Ok, I don't mean to be a big complainy-butt, but I think I have the right to state my feelings on this subject, since I've been so easy going all the other times.

This is the seventh (7th) time in one and a half (1 1/2) years that I have moved offices. And as the moves go on, my office space becomes more and more disagreeable. Yet I have put up with them without much complaint.

Friday I was moved into the basement. They call it the "Ground Level" but it is in truth a basement with many basement-like characteristics. Coldness. Loud apparatus hummings. Solitude.
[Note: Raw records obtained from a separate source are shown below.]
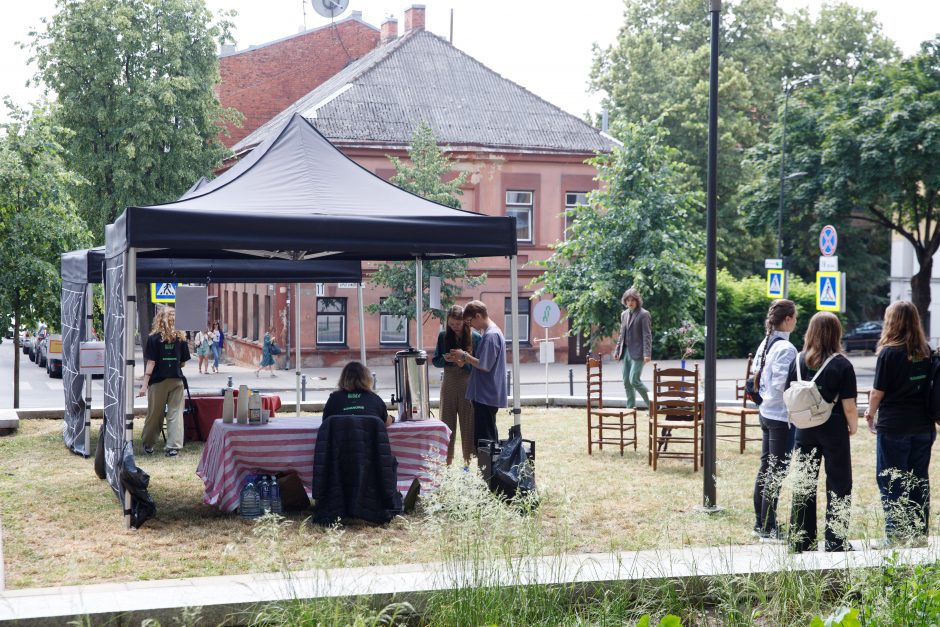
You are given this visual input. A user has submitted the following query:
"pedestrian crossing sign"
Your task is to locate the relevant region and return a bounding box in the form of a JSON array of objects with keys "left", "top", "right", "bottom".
[
  {"left": 767, "top": 269, "right": 787, "bottom": 298},
  {"left": 150, "top": 283, "right": 178, "bottom": 303},
  {"left": 816, "top": 272, "right": 843, "bottom": 311}
]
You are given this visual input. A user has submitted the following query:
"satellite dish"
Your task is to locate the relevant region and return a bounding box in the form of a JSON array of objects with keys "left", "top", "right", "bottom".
[{"left": 310, "top": 0, "right": 349, "bottom": 19}]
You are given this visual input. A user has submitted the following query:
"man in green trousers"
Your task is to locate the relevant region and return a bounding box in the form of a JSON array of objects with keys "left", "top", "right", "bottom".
[{"left": 614, "top": 287, "right": 653, "bottom": 409}]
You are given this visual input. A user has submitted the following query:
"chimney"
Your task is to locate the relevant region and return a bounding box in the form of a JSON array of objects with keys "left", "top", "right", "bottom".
[
  {"left": 379, "top": 15, "right": 398, "bottom": 45},
  {"left": 405, "top": 4, "right": 424, "bottom": 33}
]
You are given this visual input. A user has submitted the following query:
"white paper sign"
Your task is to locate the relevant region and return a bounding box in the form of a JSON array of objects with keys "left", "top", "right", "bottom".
[{"left": 428, "top": 276, "right": 441, "bottom": 310}]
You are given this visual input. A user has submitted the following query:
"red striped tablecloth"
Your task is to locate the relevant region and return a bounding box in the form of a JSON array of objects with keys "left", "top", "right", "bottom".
[{"left": 196, "top": 416, "right": 450, "bottom": 512}]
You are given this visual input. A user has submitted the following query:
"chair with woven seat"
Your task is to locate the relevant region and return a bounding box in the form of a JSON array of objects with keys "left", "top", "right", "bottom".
[
  {"left": 585, "top": 353, "right": 637, "bottom": 455},
  {"left": 649, "top": 364, "right": 703, "bottom": 472},
  {"left": 715, "top": 354, "right": 761, "bottom": 454}
]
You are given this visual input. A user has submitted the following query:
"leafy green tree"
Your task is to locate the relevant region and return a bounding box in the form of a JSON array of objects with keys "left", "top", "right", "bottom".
[
  {"left": 591, "top": 0, "right": 897, "bottom": 276},
  {"left": 0, "top": 102, "right": 91, "bottom": 407},
  {"left": 30, "top": 0, "right": 235, "bottom": 242},
  {"left": 533, "top": 123, "right": 702, "bottom": 356},
  {"left": 367, "top": 122, "right": 486, "bottom": 322}
]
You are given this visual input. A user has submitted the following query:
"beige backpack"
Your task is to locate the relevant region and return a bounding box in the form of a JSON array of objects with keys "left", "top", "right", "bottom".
[{"left": 783, "top": 355, "right": 839, "bottom": 429}]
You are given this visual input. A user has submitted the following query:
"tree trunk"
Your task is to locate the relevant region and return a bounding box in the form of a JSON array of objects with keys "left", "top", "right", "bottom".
[
  {"left": 13, "top": 309, "right": 23, "bottom": 409},
  {"left": 911, "top": 254, "right": 933, "bottom": 341}
]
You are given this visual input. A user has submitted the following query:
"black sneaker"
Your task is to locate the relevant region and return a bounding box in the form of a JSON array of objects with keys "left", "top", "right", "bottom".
[{"left": 402, "top": 477, "right": 421, "bottom": 514}]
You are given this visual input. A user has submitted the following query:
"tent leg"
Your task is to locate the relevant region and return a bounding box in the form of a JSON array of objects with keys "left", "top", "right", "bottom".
[
  {"left": 119, "top": 248, "right": 137, "bottom": 529},
  {"left": 85, "top": 283, "right": 94, "bottom": 456},
  {"left": 509, "top": 255, "right": 522, "bottom": 425},
  {"left": 294, "top": 283, "right": 300, "bottom": 418},
  {"left": 356, "top": 281, "right": 366, "bottom": 366},
  {"left": 415, "top": 257, "right": 424, "bottom": 350}
]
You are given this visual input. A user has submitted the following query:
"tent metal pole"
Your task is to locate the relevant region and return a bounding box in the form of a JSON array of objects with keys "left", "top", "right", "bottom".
[
  {"left": 294, "top": 283, "right": 300, "bottom": 418},
  {"left": 415, "top": 257, "right": 424, "bottom": 350},
  {"left": 356, "top": 280, "right": 366, "bottom": 366},
  {"left": 118, "top": 247, "right": 137, "bottom": 529},
  {"left": 84, "top": 281, "right": 93, "bottom": 457},
  {"left": 509, "top": 255, "right": 522, "bottom": 425}
]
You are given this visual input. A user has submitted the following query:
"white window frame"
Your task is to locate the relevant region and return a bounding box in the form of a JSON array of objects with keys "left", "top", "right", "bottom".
[
  {"left": 317, "top": 296, "right": 348, "bottom": 346},
  {"left": 505, "top": 189, "right": 535, "bottom": 244},
  {"left": 503, "top": 296, "right": 532, "bottom": 346}
]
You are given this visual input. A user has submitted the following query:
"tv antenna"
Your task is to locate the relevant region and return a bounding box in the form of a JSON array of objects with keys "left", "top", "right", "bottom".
[{"left": 310, "top": 0, "right": 349, "bottom": 20}]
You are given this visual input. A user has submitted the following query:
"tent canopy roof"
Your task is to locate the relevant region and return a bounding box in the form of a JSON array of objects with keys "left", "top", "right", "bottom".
[
  {"left": 62, "top": 246, "right": 362, "bottom": 284},
  {"left": 107, "top": 115, "right": 516, "bottom": 260}
]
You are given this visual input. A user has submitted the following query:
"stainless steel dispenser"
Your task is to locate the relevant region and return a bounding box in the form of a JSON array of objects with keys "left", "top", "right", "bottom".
[{"left": 392, "top": 348, "right": 431, "bottom": 421}]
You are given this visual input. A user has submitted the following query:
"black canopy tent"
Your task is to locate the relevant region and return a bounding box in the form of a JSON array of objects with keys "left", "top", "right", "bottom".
[
  {"left": 60, "top": 248, "right": 362, "bottom": 457},
  {"left": 105, "top": 115, "right": 520, "bottom": 522}
]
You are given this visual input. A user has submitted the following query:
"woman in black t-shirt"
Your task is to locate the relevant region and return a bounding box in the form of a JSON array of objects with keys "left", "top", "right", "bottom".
[
  {"left": 865, "top": 300, "right": 936, "bottom": 543},
  {"left": 323, "top": 361, "right": 394, "bottom": 426},
  {"left": 787, "top": 311, "right": 858, "bottom": 552}
]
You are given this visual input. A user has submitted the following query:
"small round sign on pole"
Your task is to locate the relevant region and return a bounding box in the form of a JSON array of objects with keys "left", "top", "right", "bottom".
[{"left": 819, "top": 224, "right": 839, "bottom": 257}]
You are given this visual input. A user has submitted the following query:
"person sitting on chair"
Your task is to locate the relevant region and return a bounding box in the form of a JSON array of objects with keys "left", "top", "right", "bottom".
[{"left": 323, "top": 361, "right": 395, "bottom": 426}]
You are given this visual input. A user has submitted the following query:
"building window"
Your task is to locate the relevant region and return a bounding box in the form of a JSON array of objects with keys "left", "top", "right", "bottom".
[
  {"left": 565, "top": 192, "right": 587, "bottom": 241},
  {"left": 503, "top": 298, "right": 529, "bottom": 344},
  {"left": 379, "top": 298, "right": 408, "bottom": 345},
  {"left": 317, "top": 298, "right": 346, "bottom": 346},
  {"left": 506, "top": 190, "right": 535, "bottom": 242},
  {"left": 242, "top": 292, "right": 248, "bottom": 340}
]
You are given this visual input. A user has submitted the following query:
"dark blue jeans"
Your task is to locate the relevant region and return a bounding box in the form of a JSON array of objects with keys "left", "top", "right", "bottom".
[
  {"left": 754, "top": 416, "right": 796, "bottom": 533},
  {"left": 875, "top": 431, "right": 937, "bottom": 538}
]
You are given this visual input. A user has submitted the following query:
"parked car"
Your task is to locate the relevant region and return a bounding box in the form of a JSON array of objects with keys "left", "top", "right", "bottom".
[
  {"left": 842, "top": 320, "right": 884, "bottom": 351},
  {"left": 39, "top": 333, "right": 62, "bottom": 379}
]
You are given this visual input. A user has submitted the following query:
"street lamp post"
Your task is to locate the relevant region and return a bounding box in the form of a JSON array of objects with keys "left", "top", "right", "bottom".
[{"left": 777, "top": 74, "right": 819, "bottom": 259}]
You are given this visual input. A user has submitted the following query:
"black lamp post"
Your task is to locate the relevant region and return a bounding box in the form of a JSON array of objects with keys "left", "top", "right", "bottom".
[{"left": 777, "top": 74, "right": 819, "bottom": 259}]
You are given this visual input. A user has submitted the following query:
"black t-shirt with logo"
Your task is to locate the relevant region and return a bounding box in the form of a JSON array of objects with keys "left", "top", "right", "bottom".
[
  {"left": 144, "top": 333, "right": 189, "bottom": 385},
  {"left": 872, "top": 346, "right": 933, "bottom": 433},
  {"left": 787, "top": 353, "right": 858, "bottom": 420},
  {"left": 323, "top": 390, "right": 388, "bottom": 422}
]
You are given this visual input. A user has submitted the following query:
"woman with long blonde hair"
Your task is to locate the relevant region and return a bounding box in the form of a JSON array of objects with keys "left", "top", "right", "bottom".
[
  {"left": 787, "top": 311, "right": 858, "bottom": 553},
  {"left": 137, "top": 307, "right": 189, "bottom": 457},
  {"left": 865, "top": 300, "right": 937, "bottom": 544}
]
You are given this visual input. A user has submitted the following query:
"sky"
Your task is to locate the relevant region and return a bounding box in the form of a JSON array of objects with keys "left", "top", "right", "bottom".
[{"left": 0, "top": 0, "right": 940, "bottom": 122}]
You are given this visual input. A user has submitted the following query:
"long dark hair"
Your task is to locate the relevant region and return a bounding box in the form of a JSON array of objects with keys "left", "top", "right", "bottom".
[
  {"left": 803, "top": 311, "right": 842, "bottom": 370},
  {"left": 878, "top": 300, "right": 930, "bottom": 359},
  {"left": 444, "top": 305, "right": 473, "bottom": 355}
]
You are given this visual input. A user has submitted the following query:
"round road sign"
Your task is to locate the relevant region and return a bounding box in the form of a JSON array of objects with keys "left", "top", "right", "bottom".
[
  {"left": 819, "top": 224, "right": 839, "bottom": 257},
  {"left": 532, "top": 300, "right": 561, "bottom": 329}
]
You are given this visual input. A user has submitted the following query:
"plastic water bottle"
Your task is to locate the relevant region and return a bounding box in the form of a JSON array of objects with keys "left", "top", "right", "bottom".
[
  {"left": 238, "top": 481, "right": 261, "bottom": 518},
  {"left": 271, "top": 476, "right": 284, "bottom": 514},
  {"left": 261, "top": 475, "right": 271, "bottom": 514}
]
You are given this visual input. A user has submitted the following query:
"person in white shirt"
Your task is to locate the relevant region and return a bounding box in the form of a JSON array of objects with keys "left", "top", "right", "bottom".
[{"left": 751, "top": 298, "right": 797, "bottom": 541}]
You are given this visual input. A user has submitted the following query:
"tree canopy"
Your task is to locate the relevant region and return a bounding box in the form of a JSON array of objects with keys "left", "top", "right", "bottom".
[
  {"left": 368, "top": 122, "right": 486, "bottom": 322},
  {"left": 31, "top": 0, "right": 235, "bottom": 242},
  {"left": 533, "top": 122, "right": 703, "bottom": 356}
]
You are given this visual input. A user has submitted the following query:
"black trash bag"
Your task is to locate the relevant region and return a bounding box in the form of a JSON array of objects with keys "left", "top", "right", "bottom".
[
  {"left": 121, "top": 449, "right": 157, "bottom": 529},
  {"left": 95, "top": 421, "right": 108, "bottom": 479},
  {"left": 490, "top": 425, "right": 535, "bottom": 499}
]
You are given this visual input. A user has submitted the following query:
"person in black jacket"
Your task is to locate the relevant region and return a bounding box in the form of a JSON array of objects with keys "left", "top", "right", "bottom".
[
  {"left": 865, "top": 300, "right": 937, "bottom": 544},
  {"left": 323, "top": 361, "right": 395, "bottom": 426},
  {"left": 786, "top": 311, "right": 858, "bottom": 553}
]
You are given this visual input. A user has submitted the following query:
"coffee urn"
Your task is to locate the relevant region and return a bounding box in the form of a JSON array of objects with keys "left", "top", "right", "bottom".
[{"left": 392, "top": 348, "right": 431, "bottom": 421}]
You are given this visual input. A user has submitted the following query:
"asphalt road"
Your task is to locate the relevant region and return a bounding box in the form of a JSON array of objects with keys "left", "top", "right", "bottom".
[{"left": 0, "top": 339, "right": 875, "bottom": 408}]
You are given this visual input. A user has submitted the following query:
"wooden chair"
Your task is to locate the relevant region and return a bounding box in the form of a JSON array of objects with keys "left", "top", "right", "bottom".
[
  {"left": 585, "top": 353, "right": 637, "bottom": 455},
  {"left": 649, "top": 364, "right": 703, "bottom": 472},
  {"left": 715, "top": 354, "right": 761, "bottom": 454}
]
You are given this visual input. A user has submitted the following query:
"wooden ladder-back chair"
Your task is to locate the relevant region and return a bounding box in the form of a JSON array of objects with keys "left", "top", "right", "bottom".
[
  {"left": 585, "top": 353, "right": 637, "bottom": 455},
  {"left": 715, "top": 354, "right": 761, "bottom": 454},
  {"left": 649, "top": 364, "right": 703, "bottom": 472}
]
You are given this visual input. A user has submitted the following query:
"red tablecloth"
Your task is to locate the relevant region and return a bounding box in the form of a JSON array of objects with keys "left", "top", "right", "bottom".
[
  {"left": 196, "top": 416, "right": 450, "bottom": 512},
  {"left": 185, "top": 390, "right": 281, "bottom": 440}
]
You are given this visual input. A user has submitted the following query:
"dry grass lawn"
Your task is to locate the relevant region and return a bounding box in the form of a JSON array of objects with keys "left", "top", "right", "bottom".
[{"left": 0, "top": 408, "right": 938, "bottom": 588}]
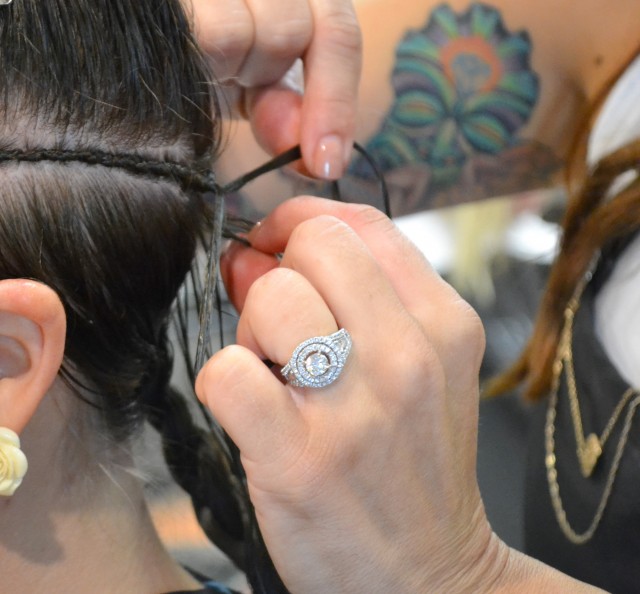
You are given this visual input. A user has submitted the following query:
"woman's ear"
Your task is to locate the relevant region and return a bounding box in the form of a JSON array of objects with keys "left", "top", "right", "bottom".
[{"left": 0, "top": 279, "right": 66, "bottom": 434}]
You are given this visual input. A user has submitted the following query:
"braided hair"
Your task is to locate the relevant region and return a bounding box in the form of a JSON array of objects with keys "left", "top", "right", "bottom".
[{"left": 0, "top": 0, "right": 286, "bottom": 593}]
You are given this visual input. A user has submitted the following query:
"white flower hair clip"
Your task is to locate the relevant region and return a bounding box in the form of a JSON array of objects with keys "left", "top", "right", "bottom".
[{"left": 0, "top": 427, "right": 29, "bottom": 497}]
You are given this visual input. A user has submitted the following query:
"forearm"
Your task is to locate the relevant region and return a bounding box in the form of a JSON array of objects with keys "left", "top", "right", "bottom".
[{"left": 489, "top": 546, "right": 603, "bottom": 594}]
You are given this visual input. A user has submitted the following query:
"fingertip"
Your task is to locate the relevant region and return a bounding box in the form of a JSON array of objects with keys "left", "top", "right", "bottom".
[{"left": 196, "top": 345, "right": 301, "bottom": 462}]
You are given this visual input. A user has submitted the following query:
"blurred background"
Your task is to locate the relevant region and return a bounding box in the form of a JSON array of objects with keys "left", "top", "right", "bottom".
[{"left": 139, "top": 182, "right": 563, "bottom": 590}]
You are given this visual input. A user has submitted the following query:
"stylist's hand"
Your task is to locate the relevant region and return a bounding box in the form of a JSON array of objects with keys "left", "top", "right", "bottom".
[
  {"left": 185, "top": 0, "right": 361, "bottom": 179},
  {"left": 196, "top": 198, "right": 506, "bottom": 594}
]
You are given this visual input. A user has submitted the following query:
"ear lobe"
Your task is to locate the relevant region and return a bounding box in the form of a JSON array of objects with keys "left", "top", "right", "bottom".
[{"left": 0, "top": 279, "right": 66, "bottom": 434}]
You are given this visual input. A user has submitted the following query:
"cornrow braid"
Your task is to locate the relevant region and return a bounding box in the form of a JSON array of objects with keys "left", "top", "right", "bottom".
[
  {"left": 139, "top": 343, "right": 247, "bottom": 569},
  {"left": 0, "top": 149, "right": 224, "bottom": 194}
]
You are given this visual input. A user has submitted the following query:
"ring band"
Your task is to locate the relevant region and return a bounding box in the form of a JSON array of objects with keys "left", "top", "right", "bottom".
[{"left": 280, "top": 329, "right": 352, "bottom": 388}]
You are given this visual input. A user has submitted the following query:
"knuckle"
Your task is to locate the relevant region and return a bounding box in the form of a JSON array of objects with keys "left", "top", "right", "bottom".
[
  {"left": 195, "top": 345, "right": 245, "bottom": 405},
  {"left": 256, "top": 19, "right": 312, "bottom": 59},
  {"left": 243, "top": 268, "right": 298, "bottom": 308},
  {"left": 448, "top": 297, "right": 485, "bottom": 372},
  {"left": 349, "top": 204, "right": 395, "bottom": 231}
]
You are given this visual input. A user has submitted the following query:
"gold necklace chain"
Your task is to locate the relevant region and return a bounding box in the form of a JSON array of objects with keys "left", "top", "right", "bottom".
[{"left": 545, "top": 273, "right": 640, "bottom": 544}]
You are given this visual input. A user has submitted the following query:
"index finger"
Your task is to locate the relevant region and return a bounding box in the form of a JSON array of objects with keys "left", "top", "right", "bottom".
[{"left": 300, "top": 0, "right": 362, "bottom": 179}]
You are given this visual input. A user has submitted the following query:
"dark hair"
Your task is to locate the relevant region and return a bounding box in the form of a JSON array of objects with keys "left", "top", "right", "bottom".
[{"left": 0, "top": 0, "right": 283, "bottom": 592}]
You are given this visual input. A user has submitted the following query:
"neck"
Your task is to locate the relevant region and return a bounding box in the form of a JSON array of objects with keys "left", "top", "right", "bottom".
[{"left": 0, "top": 384, "right": 198, "bottom": 594}]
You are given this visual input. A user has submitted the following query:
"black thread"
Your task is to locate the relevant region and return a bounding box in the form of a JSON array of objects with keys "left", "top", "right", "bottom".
[{"left": 0, "top": 149, "right": 222, "bottom": 193}]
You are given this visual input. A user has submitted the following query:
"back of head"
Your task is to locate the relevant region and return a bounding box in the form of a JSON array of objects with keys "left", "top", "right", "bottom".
[{"left": 0, "top": 0, "right": 217, "bottom": 436}]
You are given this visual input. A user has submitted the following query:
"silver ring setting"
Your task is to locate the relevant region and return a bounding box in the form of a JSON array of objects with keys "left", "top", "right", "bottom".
[{"left": 280, "top": 329, "right": 352, "bottom": 388}]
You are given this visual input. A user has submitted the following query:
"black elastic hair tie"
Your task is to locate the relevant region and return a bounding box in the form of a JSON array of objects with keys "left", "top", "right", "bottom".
[{"left": 0, "top": 149, "right": 221, "bottom": 193}]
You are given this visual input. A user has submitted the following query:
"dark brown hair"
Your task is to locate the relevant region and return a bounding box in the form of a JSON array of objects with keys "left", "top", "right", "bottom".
[
  {"left": 485, "top": 47, "right": 640, "bottom": 400},
  {"left": 0, "top": 0, "right": 283, "bottom": 592}
]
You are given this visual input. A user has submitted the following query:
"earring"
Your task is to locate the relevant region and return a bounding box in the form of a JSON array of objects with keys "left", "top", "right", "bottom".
[{"left": 0, "top": 427, "right": 29, "bottom": 496}]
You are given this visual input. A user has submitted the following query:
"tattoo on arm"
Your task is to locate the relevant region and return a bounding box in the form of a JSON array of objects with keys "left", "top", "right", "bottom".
[{"left": 345, "top": 3, "right": 560, "bottom": 214}]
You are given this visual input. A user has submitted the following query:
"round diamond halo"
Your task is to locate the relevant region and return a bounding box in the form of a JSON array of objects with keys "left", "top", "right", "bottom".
[{"left": 282, "top": 329, "right": 351, "bottom": 388}]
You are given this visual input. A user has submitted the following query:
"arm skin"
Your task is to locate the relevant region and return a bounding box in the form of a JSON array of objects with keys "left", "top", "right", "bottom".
[
  {"left": 184, "top": 0, "right": 361, "bottom": 179},
  {"left": 214, "top": 0, "right": 640, "bottom": 215},
  {"left": 196, "top": 198, "right": 608, "bottom": 594}
]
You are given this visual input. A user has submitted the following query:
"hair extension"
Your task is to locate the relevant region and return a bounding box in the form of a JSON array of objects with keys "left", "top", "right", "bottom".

But because the basement was originally designed to be the call center for the National Phone Campaign it is very "student oriented." So along with basement-like qualities, add Top 40 radio playing at a most uncomfortable volume- not loud and not quiet but in the middle where its just loud enough to bug you and quiet enough to make you subconsciously strain to hear. My desk also rests right against the air filter- so all the cold air in the room vacuums around my ankles into the wall that also houses the buildings enormous heating system that vibrates all day long, shaking my desk, my chair, my eyes. Not to mention makes squeaks and a loud sub-audible tremelo that constricts my neck muscles as I tense up against the annoyance.

I hate it down here. I want to cry. And the worst part is, I could cry if I wanted because I'm down here all alone and no one would ever know!

These kind of conditions do not promate increased brain activity. I sit here and have no desire to decode and resolve the requests I recieve. I just want to do nothing. I want to get up and leave the room. I try to concentrate on difficult projects and realize I've only been singing the Bling Bling song by Pink.